Doverosa e facile fu la trasposizione in legno, latta, stoffa, gomma dei signori dell’ombra e del riso, nati anche per fuggire e correre in braccio ai lettori bambini. Dagli USA, ad opera di Frederick Burr Opper, giungono Fortunello, la Checca, Ciccio e subito diventano di legno e se ne vanno con le ruote. Con la misteriosa serie di consonanze da cui è dominato questo settore dell’immaginario, ecco Pinocchio, atteso e suscettibile di un pronto inserimento. Ruote che fanno correre, tessuti che ricoprono, birilli da colpire: perfino un vasino da notte in grado di sancire una pervasività totalizzante.
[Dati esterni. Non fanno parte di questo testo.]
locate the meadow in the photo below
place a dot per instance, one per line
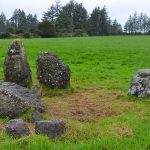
(99, 113)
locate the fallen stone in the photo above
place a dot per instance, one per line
(15, 100)
(16, 66)
(17, 128)
(36, 116)
(52, 71)
(140, 84)
(50, 128)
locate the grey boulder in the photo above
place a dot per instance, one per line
(17, 128)
(140, 84)
(51, 128)
(16, 66)
(15, 100)
(52, 71)
(36, 116)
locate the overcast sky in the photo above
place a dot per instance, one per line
(119, 9)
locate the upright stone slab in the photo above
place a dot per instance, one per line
(16, 67)
(52, 71)
(15, 100)
(140, 84)
(17, 128)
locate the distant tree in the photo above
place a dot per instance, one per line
(99, 22)
(80, 17)
(3, 22)
(53, 12)
(19, 21)
(47, 29)
(116, 27)
(137, 24)
(64, 23)
(32, 23)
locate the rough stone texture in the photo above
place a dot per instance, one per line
(140, 84)
(16, 67)
(36, 116)
(17, 128)
(15, 99)
(50, 128)
(52, 71)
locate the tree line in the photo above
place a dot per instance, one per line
(74, 20)
(69, 20)
(18, 23)
(137, 24)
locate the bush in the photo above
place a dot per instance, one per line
(5, 35)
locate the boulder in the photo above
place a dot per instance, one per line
(17, 128)
(51, 128)
(52, 71)
(16, 67)
(140, 84)
(15, 99)
(36, 116)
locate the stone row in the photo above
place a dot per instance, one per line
(51, 71)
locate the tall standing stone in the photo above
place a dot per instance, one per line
(52, 71)
(140, 84)
(16, 66)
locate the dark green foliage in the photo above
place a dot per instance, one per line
(5, 35)
(27, 35)
(137, 24)
(47, 29)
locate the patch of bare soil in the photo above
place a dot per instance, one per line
(87, 105)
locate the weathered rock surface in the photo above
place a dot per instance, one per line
(50, 128)
(15, 99)
(16, 67)
(52, 71)
(17, 128)
(36, 116)
(140, 84)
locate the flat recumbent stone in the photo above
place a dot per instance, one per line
(140, 84)
(17, 128)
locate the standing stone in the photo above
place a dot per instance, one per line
(52, 71)
(140, 84)
(36, 116)
(15, 100)
(17, 128)
(16, 67)
(50, 128)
Ebbe subito una forte risposta questo orizzonte che oggi definiremmo multimediale. Però, se annunciava una genealogia che arriva all’oggi e ancora trionfa, almeno una salutare componente del passato questo mondo poteva mostrarla. Nel vedere queste meraviglie di legno, nel rammentare ignoti artigiani, nel rimpiangere le officine dei sogni in cui la carta dominava la perentorietà del legno, il pensiero ritrova Hoffmann, sa che è sempre lui, il signor Dappertutto, a rendere di velluto i sogni, di lana le narrazioni, di latta i paralumi. Siamo europei, signor Dappertutto.